Genome analysis reveals new protein associated with breast cancer progression

Genome analysis reveals new protein associated with breast cancer progression

April 16, 2008

A novel systems-based approach that combines comprehensive gene expression profiling with genome-wide transcription factor analysis and protein-protein interaction has led researchers to an important genetic marker that can help physicians know which breast cancer patients are at highest risk and will require more aggressive treatment, a research team based at the University of Chicago Medical Center reports in the April 15, 2008, issue of the journal Molecular Systems Biology.

The researchers found that high expression of a protein known as H2A.Z, which is associated with the expression of genes within the nucleus, can help physicians predict which patients are most at risk for disease spread and death. It could also serve as a new target for therapy.

"Elevated H2A.Z expression is significantly associated with metastasis and shorter survival, and it could quickly help doctors make better predictions and treatment choices for their patients," said study director Kevin White, PhD, professor of human genetics and director of the Institute for Genomics and Systems Biology at the University of Chicago and Argonne National Laboratory. "It could also provide clues to new therapies."

"But, perhaps more important," he added, "we think we have developed an integrated approach to genomic analysis that can be applied to a wide range of cancers."

Instead of a standard whole-genome analysis, looking for genetic variations that correlate with disease risk, White and colleagues integrated multiple genetic technologies to measure the effects of estrogens, which play a crucial role in many breast cancers, on multiple cellular pathways, what they refer to as a "transcriptional regulatory cascade."

The female hormone estrogen acts by binding to the estrogen receptor, which carries the hormone's signal to a cell's nucleus, where it activates many other genes.
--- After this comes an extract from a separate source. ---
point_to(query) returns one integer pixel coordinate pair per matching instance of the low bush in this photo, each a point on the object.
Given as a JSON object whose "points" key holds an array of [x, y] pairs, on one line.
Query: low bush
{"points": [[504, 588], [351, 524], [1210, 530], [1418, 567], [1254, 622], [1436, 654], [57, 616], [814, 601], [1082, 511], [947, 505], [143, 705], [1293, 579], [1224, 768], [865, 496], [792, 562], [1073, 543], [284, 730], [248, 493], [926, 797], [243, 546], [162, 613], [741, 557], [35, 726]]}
One of those genes is a known cancer-related gene called c-MYC, which in turn regulates its own cascade of gene targets.

White's team set out to map out the many sequential genetic events that occur in breast cancer cells after estrogen binding, using a series of innovative technologies. They ultimately found that estrogen-stimulated c-MYC enhanced production of H2A.Z, which altered the positioning and activation of various genes in ways that increased the odds that a cancer would spread to the lymph nodes and ultimately to distant sites, often resulting in the patient's death.

This is not a simple process. In tumor cells from patients with estrogen-dependent breast cancers, the researchers found estrogen affected 1,615 genetic regions. One of those was the promoter for the gene for c-MYC, which, when activated, could bind another set of overlapping 311 genetic regions.

Both estrogen and c-MYC interact with the gene for H2A.Z, leading to increased production of this protein in breast cancer cells. When the researchers looked at tumor tissue samples collected from 500 patients, they found that elevated levels of H2A.Z were highly correlated with the spread of the cancer to lymph nodes and decreased patient survival. Adding H2A.Z expression to other known risk factors provided "significant prognostic information," the authors note, "beyond what these factors alone provide."

"Although it has been implicated in genomic stability and gene transcription, H2A.Z has never been reported to be associated with cancer," said White. "We would not have found this clinically important factor without taking such a large-scale integrated approach."

"We suspect this integrated systems approach will lead us to a number of previously unsuspected genes that play a role in disease initiation and progression," he said. "Many of these could become targets for new treatments."

The W. M. Keck Foundation and the Arnold and Mabel Beckman Foundation funded the research. Additional authors were Sujun Hua, Ruby Dhar, Beth Russell, Parantu Shah, Jiang Liu, Andrey Khramtsov, Thomas Krausz and Olufunmilayo Olopade of the University of Chicago; Caleb Kallen of Emory University; and Maria Baquero, Christopher Mason and David Rimm of Yale University.